# cbloom rants

## 9/16/2010

### 09-16-10 - A small followup on Cumulative Probability Trees

See original note . Then :

I mentioned the naive tree where each level has buckets of 2^L sums. For clarity, the contents of that tree are :

 C0 C1 C2 C3 C4 C5 C6 C7 C8 C9 C10 C11 C12 CC13 C14 C15 C0-C1 C2-C3 C4-C5 C6-C7 C8-C9 C10-C11 C12-C13 C14-C15 C0-C3 C4-C7 C8-C11 C12-C15 C0-C7 C8-C15 C0-C15

I said before :

```
But querying a cumprob is a bit messy. You can't just go up the tree and add, because you may already be counted in a parent. So you have to do something like :

sum = 0;

if ( i&1 ) sum += Tree[i-1];
i>>=1;
if ( i&1 ) sum += Tree[i-1];
i>>=1;
if ( i&1 ) sum += Tree[i-1];
..

This is O(logN) but rather uglier than we'd like.

```

A few notes on this. It's easier to write the query if our array is 1 based. Then the query is equivalent to taking a value from each row where the bit of "i" is on. That is, line up the bits of "i" with the bottom bit at the top row.

That is :

```
sum = 0;

if ( i&1 ) sum += Tree[i];
if ( i&2 ) sum += Tree[i>>1];
if ( i&4 ) sum += Tree[i>>2];
...

```
Some SIMD instructions sets have the ability to take an N-bit mask and turn it into an N-channel mask. In that case you could compute Tree[n][i>>n] in each channel and then use "i" to mask all N, then do a horizontal sum.

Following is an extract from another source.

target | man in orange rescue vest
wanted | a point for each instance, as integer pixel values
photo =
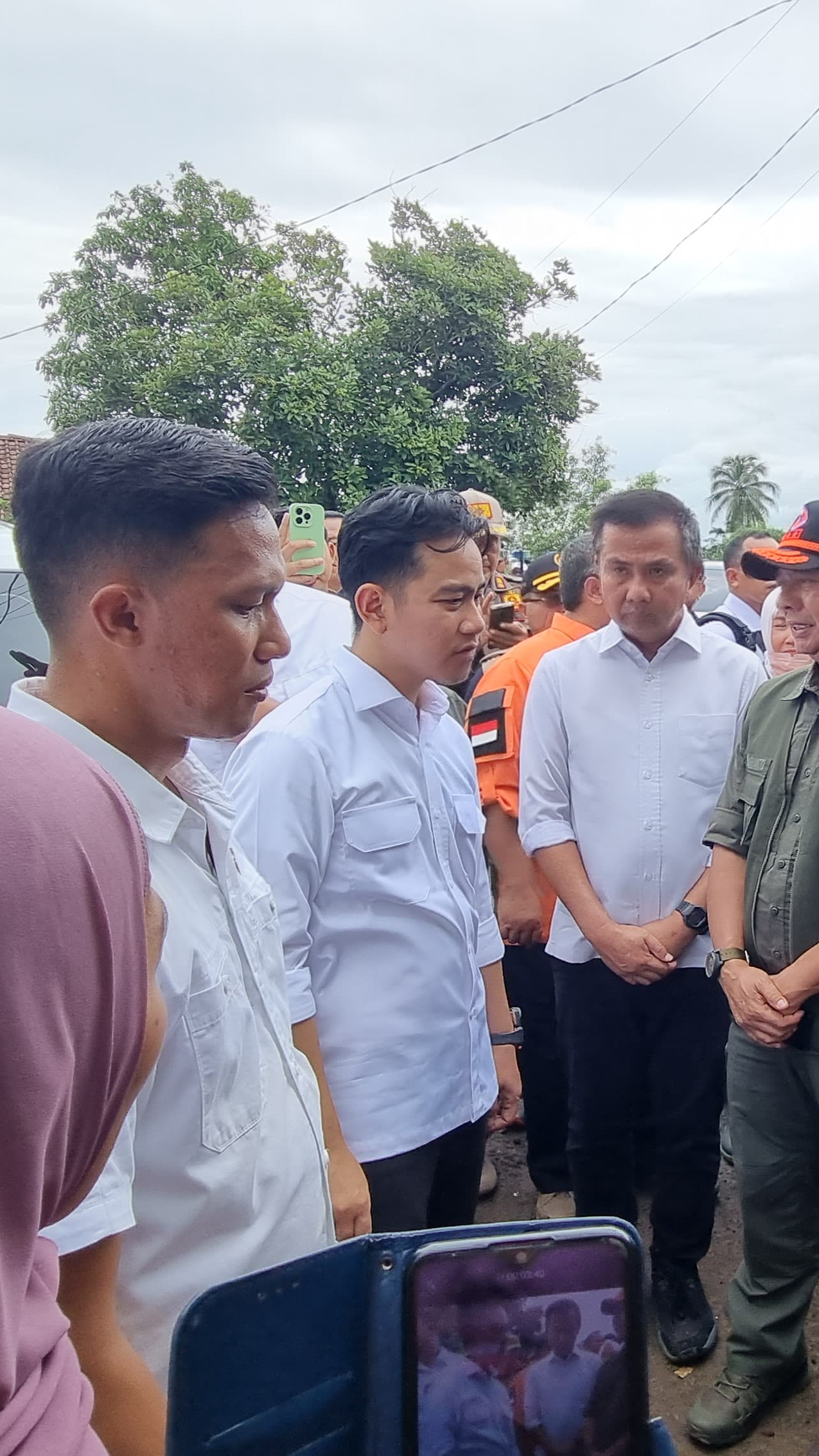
(525, 902)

Also the similarity to Fenwick trees and his way of walking the tree can be made more obvious. In particular, we obviously only have to do the sums where i has bits that are on. On modern CPU's the fastest way is just to always do 8 sums, but in the old days it was beneficial to do a minimum walk. The way you do that is by only walking to the bits that are on, something like :

```
sum = 0;
while ( i )
{
int k = BitScan(i);
sum += Tree[k][i>>k];
i -= (1 << k);
}

```
we can write this more like a Fenwick query :
```
sum = 0;
while ( i )
{
int b = i & -i; // isolate the bottom bit of i
int k = BitScan(b); // b -> log2(b)
sum += Tree[k][i>>k];
i = i & (i-1); // same as i -= b; turns off bottom bit
}

```
but then we recall that we made the FenwickTree structure by taking these entries and merging them. In particular, one way to build a Fenwick Tree is to take entries from simple table and do "if my bottom bit is zero, do i>>=1 and step to the next level of the table".

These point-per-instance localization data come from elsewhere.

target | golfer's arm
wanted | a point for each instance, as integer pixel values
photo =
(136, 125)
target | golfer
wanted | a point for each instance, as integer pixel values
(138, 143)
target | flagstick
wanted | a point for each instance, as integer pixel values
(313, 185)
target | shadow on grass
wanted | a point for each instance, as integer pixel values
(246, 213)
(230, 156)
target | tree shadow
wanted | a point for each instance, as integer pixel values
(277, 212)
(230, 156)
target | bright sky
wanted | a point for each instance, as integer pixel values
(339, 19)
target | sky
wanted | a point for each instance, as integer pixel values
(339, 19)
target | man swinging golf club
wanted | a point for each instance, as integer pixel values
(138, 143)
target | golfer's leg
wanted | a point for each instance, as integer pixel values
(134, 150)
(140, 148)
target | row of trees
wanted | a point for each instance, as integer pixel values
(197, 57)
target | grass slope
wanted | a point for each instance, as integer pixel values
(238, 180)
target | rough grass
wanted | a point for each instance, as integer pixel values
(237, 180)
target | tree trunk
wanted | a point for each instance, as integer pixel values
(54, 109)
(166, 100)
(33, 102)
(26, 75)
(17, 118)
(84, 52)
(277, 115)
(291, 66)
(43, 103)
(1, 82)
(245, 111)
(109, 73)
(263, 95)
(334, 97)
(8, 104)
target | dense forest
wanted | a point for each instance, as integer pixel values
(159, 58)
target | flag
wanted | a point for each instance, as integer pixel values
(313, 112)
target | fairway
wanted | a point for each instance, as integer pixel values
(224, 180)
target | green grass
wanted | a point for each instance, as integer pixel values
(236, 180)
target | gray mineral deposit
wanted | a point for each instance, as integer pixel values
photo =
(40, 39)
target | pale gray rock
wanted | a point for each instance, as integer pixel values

What that means is when we find the bottom bit pos is at bit 'k' and we look up at (i>>k) - that is the entry that will just be in slot "i" in the Fenwick structure :

```
sum = 0;
while ( i )
{
sum += FenwickTree[i];
i = i & (i-1); // turn off bottom bit
}

```
so the relationship and simplification is clear.

Fast decoding would involve a branchless binary search. I leave that as an exercise for the reader.

Not that any of this is actually useful. If you're just doing order-0 "deferred summation" is better, and if you're doing high order, then special structures for small/sparse contexts are better, and if your doing low orders escaped from high order it doesn't really work because you have to handle exclusion.

A better way to do excluded order-0 would be to have a 256-bit flag chunk for excluded or not excluded, then you just keep all the character counts in an array, and you sum them on demand with SIMD using the binary-tree summing method. At each step you sum adjacent pairs, so in step one you take the 256 counts and sum neighbors and output 128. Repeat. One tricky thing is that you have to output two sums - the sum above symbol and the sum below symbol (both excluded by the flags). And the decoder is a bit tricky, but maybe you can just do that sum tree and then binary search down it. Unfortunately the ability to do horizontal pair adds (or the way to swizzle into doing that) and the ability to byte arithmetic is one of the areas where the SIMD instruction sets on the various platforms differ greatly, so you'd have to roll custom code for every case.